A partir des années 2000, une dynamique de confrontation est progressivement réapparue au sein du continent européen. Malgré les arrangements passés avec l'OTAN, comme la signature en 1997 d'un Acte fondateur et la mise en place d'un conseil OTAN-Russie, la Russie a progressivement adopté une posture d'opposition à l'OTAN, contestant les élargissements successifs considérés par elle - à tort - comme une avancée menaçante en direction de ses frontières. Le projet de déploiement d'un système de défense anti-missile balistique et l'intervention de l'OTAN dans les Balkans à l'occasion des guerres d'ex-Yougoslavie ont également nourri les griefs de la Russie.

Cela a favorisé l'émergence de conflits et de tensions dans l'ancien espace soviétique. En effet, la Russie s'oppose à l'élargissement de l'OTAN et, plus largement de l'influence occidentale dans ce qu'elle considère comme « sa zone d'influence privilégiée » et un traditionnel glacis sécuritaire.

Les tensions se sont exacerbées lors de la crise ukrainienne, occasionnant de nombreuses démonstrations de force de la Russie : mouvements de troupes à proximité des frontières, exercices militaires non annoncés, violation des espaces aériens et maritimes des pays voisins, actions hybrides, évocation d'une possible utilisation de l'arme nucléaire, simulation de tirs nucléaires à la fin des manoeuvres militaires...

Inévitablement, cette dégradation du contexte sécuritaire a conduit l'OTAN, alliance défensive, à renforcer sa présence militaire à l'est de l'Europe pour rassurer ses membres orientaux sans remettre en cause, toutefois, il faut le rappeler, les engagements de limitation pris dans le cadre de l'Acte fondateur OTAN-Russie. En réaction, la Russie renforce, elle aussi, ses capacités militaires, comme l'illustre l'installation de missiles Iskander à capacité nucléaire à Kaliningrad et en Mer Noire. De part et d'autre, on assiste donc à une surenchère militaire qui nous inquiète beaucoup.
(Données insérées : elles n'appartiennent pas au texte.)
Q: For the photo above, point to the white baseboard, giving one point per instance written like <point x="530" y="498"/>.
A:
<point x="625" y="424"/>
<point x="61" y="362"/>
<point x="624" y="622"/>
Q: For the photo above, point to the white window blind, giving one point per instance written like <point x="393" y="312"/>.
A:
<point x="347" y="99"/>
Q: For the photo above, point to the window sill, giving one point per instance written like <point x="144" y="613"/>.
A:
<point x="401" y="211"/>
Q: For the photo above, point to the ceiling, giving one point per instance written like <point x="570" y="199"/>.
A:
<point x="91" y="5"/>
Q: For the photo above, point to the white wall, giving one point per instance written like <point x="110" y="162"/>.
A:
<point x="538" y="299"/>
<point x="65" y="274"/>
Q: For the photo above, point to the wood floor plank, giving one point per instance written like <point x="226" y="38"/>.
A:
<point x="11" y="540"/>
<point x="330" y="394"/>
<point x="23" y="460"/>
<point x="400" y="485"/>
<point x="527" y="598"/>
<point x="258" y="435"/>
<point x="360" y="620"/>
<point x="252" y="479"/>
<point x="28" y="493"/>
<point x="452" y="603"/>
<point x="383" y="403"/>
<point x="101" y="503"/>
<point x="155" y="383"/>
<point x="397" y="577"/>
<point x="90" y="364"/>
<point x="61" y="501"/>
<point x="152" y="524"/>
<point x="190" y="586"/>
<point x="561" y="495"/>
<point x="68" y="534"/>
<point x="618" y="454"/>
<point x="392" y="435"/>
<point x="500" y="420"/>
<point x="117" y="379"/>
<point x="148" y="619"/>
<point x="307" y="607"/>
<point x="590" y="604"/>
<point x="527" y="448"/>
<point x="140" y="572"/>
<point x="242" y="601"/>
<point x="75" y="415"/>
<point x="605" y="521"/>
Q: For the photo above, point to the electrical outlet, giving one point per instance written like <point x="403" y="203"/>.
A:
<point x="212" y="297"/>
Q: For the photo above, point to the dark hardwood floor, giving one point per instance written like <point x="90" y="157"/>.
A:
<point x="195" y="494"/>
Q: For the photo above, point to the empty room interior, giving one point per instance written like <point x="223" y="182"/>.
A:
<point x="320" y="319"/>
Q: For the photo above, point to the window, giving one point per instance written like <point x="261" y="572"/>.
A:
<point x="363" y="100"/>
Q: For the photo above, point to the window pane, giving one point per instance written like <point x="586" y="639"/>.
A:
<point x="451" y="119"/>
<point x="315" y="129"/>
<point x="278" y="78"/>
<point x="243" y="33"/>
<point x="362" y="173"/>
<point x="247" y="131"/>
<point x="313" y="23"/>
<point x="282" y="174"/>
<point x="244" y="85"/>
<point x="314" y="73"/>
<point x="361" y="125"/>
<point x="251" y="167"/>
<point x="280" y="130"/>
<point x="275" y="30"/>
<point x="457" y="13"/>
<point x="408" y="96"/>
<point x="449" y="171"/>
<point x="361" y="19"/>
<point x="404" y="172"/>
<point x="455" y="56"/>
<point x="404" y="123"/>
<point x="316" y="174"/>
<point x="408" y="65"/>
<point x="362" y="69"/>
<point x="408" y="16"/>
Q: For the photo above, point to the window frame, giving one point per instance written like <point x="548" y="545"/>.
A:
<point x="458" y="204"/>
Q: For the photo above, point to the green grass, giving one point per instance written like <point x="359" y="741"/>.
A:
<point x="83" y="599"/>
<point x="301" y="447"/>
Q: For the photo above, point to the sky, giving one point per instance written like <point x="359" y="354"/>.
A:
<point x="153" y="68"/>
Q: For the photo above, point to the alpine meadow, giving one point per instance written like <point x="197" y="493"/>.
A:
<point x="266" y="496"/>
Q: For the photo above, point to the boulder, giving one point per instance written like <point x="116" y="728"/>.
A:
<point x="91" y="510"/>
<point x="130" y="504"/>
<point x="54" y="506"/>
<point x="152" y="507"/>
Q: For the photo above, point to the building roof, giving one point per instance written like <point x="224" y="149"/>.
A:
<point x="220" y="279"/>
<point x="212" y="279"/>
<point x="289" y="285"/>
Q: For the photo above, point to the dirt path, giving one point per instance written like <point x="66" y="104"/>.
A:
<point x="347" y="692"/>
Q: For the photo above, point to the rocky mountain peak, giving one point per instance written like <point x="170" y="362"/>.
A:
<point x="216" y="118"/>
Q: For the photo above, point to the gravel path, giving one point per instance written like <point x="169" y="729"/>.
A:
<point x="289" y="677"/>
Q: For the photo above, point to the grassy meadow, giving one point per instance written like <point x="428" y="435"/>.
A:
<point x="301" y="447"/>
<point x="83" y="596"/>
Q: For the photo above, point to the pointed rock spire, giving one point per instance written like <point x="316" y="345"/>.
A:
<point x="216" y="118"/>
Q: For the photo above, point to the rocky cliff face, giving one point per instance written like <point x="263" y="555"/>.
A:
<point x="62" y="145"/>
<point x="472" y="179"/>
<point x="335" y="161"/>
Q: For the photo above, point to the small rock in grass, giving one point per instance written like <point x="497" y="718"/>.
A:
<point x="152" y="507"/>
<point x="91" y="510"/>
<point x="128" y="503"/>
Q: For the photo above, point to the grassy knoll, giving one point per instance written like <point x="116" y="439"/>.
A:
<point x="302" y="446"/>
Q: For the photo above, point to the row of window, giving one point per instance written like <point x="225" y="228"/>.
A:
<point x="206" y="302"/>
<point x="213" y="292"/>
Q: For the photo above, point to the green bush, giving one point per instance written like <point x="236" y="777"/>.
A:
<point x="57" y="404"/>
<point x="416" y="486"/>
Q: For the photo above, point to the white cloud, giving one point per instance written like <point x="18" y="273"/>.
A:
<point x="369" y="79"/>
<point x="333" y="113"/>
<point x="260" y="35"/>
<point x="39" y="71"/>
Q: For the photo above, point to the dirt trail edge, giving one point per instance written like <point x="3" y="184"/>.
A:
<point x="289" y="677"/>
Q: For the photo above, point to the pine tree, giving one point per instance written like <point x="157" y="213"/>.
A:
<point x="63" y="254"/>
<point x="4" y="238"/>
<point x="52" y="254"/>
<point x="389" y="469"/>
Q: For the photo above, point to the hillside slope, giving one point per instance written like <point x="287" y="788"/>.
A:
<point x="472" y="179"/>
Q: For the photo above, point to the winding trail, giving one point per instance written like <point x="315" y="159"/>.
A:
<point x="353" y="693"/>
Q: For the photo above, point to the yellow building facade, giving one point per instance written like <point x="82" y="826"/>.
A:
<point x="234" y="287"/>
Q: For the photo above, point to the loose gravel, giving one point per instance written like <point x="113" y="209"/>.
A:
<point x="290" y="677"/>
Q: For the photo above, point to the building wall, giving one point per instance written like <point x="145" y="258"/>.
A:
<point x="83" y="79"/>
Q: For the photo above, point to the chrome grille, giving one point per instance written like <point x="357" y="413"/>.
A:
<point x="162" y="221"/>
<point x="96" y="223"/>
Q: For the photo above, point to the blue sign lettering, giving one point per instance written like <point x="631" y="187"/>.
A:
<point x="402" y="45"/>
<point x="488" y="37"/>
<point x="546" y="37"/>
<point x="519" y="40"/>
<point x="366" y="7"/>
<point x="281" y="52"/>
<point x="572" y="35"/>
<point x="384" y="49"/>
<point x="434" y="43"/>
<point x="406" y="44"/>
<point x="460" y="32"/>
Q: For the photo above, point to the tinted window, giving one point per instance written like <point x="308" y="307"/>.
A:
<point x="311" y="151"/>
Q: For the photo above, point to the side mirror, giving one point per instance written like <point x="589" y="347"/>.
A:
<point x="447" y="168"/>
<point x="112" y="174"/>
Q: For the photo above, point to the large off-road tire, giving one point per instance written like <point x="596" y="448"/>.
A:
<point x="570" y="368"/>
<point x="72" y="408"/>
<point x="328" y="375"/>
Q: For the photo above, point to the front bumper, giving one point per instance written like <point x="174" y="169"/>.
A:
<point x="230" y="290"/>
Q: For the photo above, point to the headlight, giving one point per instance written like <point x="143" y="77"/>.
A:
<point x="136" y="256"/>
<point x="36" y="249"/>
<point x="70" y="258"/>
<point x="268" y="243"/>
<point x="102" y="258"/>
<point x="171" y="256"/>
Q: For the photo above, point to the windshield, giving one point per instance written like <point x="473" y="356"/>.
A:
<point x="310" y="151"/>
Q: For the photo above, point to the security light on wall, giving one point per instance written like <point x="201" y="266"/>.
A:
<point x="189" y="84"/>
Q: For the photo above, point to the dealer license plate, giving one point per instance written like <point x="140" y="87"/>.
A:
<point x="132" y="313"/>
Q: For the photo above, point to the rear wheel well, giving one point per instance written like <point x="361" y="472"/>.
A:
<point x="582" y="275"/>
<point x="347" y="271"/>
En effet, si la confrontation reste jusqu'à présent maîtrisée, elle n'en est pas moins inquiétante dans la mesure où les instruments de sécurité collective européens, qui garantissaient la prévisibilité et la transparence des activités militaires ne marchent plus : la Russie a suspendu l'application du traité sur les forces conventionnelles en Europe et les notifications prévues par le « Document de Vienne » sont en partie contournées. La mise en oeuvre du traité « Ciel ouvert » fait l'objet de restrictions, et il existe des doutes sur l'application et l'avenir du traité sur les forces nucléaires intermédiaires (FNI).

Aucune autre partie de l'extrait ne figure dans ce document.